Councillor Brian Nicholson says tenants are being taken advantage of

By Dave Flaherty/The Oshawa Express

After residents of an Oshawa apartment went weeks without hot water, one councillor wants tighter rental regulations.

Ward 5 regional councillor Brian Nicholson says residents in about 100 units were affected when a boiler broke down at Rose Garden Apartments.

The apartment building is located at 275 Wentworth Street West.

When contacted by The Oshawa Express, the superintendent of the building said the boiler was up and running July 31, a day ahead of schedule.

While Nicholson says it was a fight to get the work done, the superintendent denied this.

“When the hot water went down, I called the company and they started working on it immediately,” she said.

But for Nicholson, weeks without hot water is too long.

“I think the landlord could have responded a lot faster,” he said.

The city opened shower facilities at the South Oshawa Community Centre to residents.

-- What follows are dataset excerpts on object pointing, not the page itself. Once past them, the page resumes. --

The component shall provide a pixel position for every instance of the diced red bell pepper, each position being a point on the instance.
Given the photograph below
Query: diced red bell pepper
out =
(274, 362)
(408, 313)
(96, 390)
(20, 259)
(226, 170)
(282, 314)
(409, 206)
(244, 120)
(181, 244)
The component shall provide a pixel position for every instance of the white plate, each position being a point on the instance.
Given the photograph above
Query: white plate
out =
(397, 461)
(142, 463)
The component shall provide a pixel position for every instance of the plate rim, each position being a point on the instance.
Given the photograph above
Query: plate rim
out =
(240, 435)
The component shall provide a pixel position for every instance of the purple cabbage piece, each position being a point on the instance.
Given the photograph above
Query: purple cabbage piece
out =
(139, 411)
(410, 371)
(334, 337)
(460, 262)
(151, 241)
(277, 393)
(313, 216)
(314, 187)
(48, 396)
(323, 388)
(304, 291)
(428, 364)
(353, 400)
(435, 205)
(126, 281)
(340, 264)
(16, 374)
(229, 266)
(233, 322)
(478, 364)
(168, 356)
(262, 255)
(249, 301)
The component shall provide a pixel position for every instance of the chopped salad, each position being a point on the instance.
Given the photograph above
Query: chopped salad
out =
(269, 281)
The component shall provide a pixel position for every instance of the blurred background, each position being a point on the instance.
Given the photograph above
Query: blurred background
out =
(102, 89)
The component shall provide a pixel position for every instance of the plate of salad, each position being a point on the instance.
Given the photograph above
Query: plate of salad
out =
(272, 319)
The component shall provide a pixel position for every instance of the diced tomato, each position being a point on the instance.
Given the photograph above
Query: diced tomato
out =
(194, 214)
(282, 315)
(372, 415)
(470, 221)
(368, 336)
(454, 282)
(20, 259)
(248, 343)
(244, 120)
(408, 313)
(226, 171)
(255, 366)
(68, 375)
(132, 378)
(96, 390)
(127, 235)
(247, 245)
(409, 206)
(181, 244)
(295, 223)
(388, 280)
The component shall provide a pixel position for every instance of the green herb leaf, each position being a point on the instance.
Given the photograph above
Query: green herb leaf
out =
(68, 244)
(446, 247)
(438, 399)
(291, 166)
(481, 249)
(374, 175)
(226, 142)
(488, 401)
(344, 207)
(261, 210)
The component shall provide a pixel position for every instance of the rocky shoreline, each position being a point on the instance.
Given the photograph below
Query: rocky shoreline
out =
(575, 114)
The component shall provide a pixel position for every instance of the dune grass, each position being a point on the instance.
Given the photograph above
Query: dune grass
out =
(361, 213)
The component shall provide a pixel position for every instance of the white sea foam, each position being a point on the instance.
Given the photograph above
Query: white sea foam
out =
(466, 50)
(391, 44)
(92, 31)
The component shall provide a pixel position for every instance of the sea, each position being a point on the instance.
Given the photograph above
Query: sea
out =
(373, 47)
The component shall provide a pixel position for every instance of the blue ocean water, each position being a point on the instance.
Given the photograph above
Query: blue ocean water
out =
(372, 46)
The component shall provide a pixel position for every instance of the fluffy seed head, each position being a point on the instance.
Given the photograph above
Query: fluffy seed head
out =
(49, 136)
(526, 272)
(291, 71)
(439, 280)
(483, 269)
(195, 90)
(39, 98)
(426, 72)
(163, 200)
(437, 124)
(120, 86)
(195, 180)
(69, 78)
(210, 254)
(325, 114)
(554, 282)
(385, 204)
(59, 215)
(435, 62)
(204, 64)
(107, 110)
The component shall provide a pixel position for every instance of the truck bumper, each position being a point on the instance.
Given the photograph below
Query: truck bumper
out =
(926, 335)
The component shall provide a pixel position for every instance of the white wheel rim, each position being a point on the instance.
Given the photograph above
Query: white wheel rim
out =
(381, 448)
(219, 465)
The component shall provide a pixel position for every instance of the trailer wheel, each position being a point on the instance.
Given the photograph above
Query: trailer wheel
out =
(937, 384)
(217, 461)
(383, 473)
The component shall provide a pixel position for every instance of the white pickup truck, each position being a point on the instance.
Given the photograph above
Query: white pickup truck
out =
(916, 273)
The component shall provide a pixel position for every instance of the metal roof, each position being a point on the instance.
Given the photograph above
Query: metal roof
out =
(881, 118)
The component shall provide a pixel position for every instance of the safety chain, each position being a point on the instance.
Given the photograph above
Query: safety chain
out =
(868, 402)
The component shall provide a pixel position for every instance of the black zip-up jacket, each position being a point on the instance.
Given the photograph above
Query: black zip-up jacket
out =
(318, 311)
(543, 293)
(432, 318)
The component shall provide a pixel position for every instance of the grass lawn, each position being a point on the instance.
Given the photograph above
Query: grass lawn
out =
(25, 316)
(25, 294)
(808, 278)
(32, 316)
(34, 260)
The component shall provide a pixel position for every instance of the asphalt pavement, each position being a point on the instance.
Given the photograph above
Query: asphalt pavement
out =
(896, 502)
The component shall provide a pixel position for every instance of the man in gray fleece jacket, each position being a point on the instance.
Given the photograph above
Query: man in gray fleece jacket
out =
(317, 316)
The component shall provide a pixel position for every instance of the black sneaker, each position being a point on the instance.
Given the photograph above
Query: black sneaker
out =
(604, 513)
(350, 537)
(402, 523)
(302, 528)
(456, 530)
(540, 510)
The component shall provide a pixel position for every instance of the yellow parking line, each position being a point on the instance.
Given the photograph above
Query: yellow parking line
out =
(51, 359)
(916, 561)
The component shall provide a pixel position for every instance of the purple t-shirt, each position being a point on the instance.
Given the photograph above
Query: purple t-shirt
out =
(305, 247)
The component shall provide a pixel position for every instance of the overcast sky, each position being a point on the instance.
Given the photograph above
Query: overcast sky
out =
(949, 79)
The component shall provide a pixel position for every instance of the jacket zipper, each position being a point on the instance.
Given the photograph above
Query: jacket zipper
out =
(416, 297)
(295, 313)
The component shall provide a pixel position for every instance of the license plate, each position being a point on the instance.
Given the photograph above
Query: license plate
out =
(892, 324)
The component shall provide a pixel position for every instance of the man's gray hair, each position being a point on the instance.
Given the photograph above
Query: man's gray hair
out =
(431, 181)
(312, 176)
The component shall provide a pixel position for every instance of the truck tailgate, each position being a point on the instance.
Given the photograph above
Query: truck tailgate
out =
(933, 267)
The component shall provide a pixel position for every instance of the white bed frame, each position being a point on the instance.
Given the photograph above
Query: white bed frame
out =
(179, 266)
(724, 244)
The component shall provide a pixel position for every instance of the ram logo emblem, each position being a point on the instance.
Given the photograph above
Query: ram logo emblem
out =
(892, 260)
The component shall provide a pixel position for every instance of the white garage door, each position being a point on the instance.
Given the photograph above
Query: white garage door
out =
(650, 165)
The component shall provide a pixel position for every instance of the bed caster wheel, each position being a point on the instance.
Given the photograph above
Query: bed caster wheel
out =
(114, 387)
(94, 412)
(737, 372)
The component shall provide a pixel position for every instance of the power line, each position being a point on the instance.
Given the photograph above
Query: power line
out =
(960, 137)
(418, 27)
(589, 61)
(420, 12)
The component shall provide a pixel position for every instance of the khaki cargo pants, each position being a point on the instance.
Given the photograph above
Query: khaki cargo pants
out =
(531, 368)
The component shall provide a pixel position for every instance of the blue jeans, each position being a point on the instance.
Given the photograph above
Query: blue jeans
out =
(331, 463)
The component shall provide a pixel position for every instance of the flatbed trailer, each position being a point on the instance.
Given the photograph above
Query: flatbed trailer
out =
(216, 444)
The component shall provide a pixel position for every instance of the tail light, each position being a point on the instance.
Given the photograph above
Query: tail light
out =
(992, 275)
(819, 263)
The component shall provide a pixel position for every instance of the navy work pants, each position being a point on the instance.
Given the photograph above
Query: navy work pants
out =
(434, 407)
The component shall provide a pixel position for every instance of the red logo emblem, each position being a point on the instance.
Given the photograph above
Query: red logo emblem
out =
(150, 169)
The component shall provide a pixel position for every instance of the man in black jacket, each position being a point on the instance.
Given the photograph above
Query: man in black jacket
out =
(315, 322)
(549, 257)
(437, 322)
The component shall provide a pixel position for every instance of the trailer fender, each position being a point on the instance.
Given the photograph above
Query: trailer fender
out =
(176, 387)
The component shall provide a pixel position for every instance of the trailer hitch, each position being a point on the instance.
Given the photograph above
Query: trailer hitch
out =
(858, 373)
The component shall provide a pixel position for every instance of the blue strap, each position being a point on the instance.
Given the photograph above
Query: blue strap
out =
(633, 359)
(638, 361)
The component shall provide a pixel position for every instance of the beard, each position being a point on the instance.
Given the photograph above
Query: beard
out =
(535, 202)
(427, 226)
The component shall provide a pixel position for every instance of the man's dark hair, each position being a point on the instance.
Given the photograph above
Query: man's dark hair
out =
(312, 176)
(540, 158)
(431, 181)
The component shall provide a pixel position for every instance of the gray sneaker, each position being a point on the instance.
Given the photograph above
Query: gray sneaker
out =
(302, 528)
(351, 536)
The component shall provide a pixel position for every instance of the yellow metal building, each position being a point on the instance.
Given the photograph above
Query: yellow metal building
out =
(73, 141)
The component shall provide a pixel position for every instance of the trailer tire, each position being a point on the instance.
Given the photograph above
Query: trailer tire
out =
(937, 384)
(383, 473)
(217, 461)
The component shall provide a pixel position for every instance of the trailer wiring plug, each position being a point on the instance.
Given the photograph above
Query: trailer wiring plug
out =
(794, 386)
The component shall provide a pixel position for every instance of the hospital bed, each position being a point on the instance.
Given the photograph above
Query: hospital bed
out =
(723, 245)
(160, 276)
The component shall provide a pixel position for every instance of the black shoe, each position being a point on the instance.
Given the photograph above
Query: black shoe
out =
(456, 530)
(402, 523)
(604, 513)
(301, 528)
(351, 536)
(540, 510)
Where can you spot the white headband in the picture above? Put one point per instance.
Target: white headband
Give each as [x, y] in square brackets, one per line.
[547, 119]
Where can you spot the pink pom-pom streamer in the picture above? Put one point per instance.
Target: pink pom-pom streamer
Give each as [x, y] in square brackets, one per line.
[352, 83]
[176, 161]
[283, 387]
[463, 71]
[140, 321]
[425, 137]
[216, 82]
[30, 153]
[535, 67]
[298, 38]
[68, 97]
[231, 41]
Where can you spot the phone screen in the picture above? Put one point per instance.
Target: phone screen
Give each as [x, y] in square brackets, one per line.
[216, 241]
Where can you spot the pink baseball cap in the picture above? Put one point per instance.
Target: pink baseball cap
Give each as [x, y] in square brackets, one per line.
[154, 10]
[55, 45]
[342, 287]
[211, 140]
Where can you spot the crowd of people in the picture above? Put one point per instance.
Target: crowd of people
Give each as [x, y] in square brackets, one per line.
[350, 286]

“They are grateful that option is there to them. These people were heating pots of water and trying to keep clean,” Nicholson said.

In these situations, he says “there isn’t a lot the city can do” presently.

There have been unsuccessful efforts to develop a city-wide rental licensing system in the past.

In January 2018, city council quashed the plan for the second time within a month.

Currently, the city’s Residential Rental Housing Licensing system only exists in the area surrounding Durham College and Ontario Tech University.

The system was put in place in 2008 and requires landlords to maintain their premises per provincial fire, building, and electrical codes along with adhering to city bylaws related to property standards and zoning.

Nicholson says he believes this system should be city-wide, but not seen as a city-wide issue.

“I don’t think the vast amount of [previous] councillors have apartment buildings in their wards, so it hasn’t been a problem,” he said.

With many of the apartment buildings in Oshawa built 40 or 50 years ago, Nicholson says it’s a dual dilemma of older buildings and “absentee” landlords.

“They do the minimal amount to stay in business and collect rent. They really do take advantage of their tenants,” he says.